Common chords to listen for when the song is in a minor key?

I am trying to learn how to listen and figure out the chord progressions in bluegrass songs.

When the bluegrass song is in a major key, I know to listen for the 1, 4, and 5. If there’s a flat 7, i can often pick that out. If there’s a minor chord, I try the minor 6 or the minor 2, and it’s often one of those. Sometimes there’s an unusual chord thrown in there, and that stumps me.

Last night, I went to a jam, and there were at least a couple songs in a minor key, and I was pretty lost. I haven’t learned many songs in a minor key, and I didn’t have any sort of “rule of thumb” to know which chords to listen for / watch for. One of them was Little Sadie in Dm and I can’t remember the other one, but it was in Am.

When the song is in a minor key, how do you know which chords to be on the lookout for?


Great question. I will give you the “typical” chords to look for but songs in a minor key are already trying to be weird in the first place, so don’t be surprised for them to get weird…er.

Typically I find that the minor key will use the 4 minor and 5 major. So, if a song is in D minor, it will often go to G minor and A major. Yes, sometimes it will use a 5 minor (A minor in this case) but that’s only the really really sad ones.

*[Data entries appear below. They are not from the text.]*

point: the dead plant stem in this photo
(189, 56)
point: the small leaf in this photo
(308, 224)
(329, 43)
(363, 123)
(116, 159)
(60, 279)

However, minor songs are often minor for a bit then jumps to the relative major (like Wayfaring Stranger). In that case, most of the typical chords used in the relative major are now on the table, particularly the 1 and 4, but 5 quite often too.

Let’s say a song is in A minor…I would first look and listen for these chords:

Emaj (sometimes Emin)
Cmaj (relative major)

All that’s left is knowing how to find the relative major. All you do is count up 3 half steps from the minor key!
Amin –> Cmaj
Dmin –> Fmaj
Emin –> Gmaj


Thanks, @BanjoBen! This is just what I needed. I think next step is to dive into a couple of minor key songs and try to apply all this!

I love Wayfaring Stranger, and I should try to learn that one. I listened to it, and I can definitely hear that “lift” as it goes into the chorus, but I did not know it was because it was shifting into the relative major for a few measures. That’s a cool explanation!